Editorial Process: Content generated using AI (Claude) to synthesize complex regulatory data, then reviewed and verified for accuracy by our editorial team.

Professional Review: All content undergoes standards and compliance oversight by Christopher F. Nesbitt, Sr., NH EMT & BU-trained Paralegal, using professional regulatory data auditing protocols.

Medical Perspective: As emergency medical professionals, we understand how nursing home violations can escalate to health emergencies requiring ambulance transport. This analysis contextualizes regulatory findings within real-world patient safety implications.

Last verified: May 8, 2026 | Learn more about our methodology

📋 Quick Answer

FOREST HILLS CENTER in COLUMBUS, OH was cited for violations during a health inspection on November 3, 2025.

The altercation occurred on August 6, 2025, involving Resident #63 and another person whose identity remains unknown in inspection records.

What this means: Health inspections identify deficiencies that facilities must correct. Violations range from minor documentation issues to serious safety concerns. Review the full report below for specific details and facility response.

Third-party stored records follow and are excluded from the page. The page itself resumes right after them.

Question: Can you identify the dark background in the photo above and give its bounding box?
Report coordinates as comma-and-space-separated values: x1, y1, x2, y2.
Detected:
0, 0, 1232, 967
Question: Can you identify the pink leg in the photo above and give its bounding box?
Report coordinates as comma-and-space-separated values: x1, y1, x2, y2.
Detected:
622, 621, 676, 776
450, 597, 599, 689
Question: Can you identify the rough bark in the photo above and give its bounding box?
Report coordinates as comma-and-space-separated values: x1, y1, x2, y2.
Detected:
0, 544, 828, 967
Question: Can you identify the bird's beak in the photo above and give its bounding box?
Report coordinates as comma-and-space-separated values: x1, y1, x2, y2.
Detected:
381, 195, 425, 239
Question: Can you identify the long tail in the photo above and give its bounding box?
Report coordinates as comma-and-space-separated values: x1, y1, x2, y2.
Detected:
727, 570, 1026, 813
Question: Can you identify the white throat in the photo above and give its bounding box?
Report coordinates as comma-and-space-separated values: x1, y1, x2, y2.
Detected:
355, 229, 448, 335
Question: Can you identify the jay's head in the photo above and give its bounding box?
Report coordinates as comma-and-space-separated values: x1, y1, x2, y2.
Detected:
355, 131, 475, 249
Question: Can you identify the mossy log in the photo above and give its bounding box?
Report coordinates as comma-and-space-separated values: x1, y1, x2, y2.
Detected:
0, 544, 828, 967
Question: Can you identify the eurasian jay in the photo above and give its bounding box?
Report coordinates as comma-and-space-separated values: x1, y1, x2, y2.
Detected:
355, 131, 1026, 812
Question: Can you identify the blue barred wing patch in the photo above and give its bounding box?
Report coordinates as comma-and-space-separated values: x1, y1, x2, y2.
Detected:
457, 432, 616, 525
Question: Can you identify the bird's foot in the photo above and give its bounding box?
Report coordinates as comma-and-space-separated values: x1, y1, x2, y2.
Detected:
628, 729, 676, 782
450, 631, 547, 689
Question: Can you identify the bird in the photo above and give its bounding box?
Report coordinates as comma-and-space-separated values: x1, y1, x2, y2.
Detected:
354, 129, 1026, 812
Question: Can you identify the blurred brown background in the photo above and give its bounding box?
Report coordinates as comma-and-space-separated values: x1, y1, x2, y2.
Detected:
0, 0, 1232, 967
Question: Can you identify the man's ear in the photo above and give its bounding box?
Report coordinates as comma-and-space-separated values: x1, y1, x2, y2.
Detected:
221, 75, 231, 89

Frequently Asked Questions

What happened at FOREST HILLS CENTER?
The altercation occurred on August 6, 2025, involving Resident #63 and another person whose identity remains unknown in inspection records.
How serious are these violations?
Violation severity varies from minor documentation issues to serious safety concerns. Review the inspection report for specific deficiency codes and scope. All violations must be corrected within required timeframes and are subject to follow-up verification inspections.
What should families do?
Families should: (1) Ask facility administration about specific corrective actions taken, (2) Request to see the follow-up inspection report verifying corrections, (3) Check if this represents a pattern by reviewing prior inspection reports, (4) Compare this facility's ratings with other nursing homes in COLUMBUS, OH, (5) Report any new concerns directly to state authorities.
Where can I see the full inspection report?
The complete inspection report is available on Medicare.gov's Care Compare website (www.medicare.gov/care-compare). You can also request a copy directly from FOREST HILLS CENTER or from the state Department of Health. The report includes specific deficiency codes, facility responses, and correction timelines. This facility's federal provider number is 365980.
Has this facility had violations before?
To check FOREST HILLS CENTER's history, visit Medicare.gov's Care Compare and review their inspection history, quality ratings, and staffing levels. Look for patterns of repeated violations, especially in critical areas like abuse prevention, medication management, infection control, and resident safety.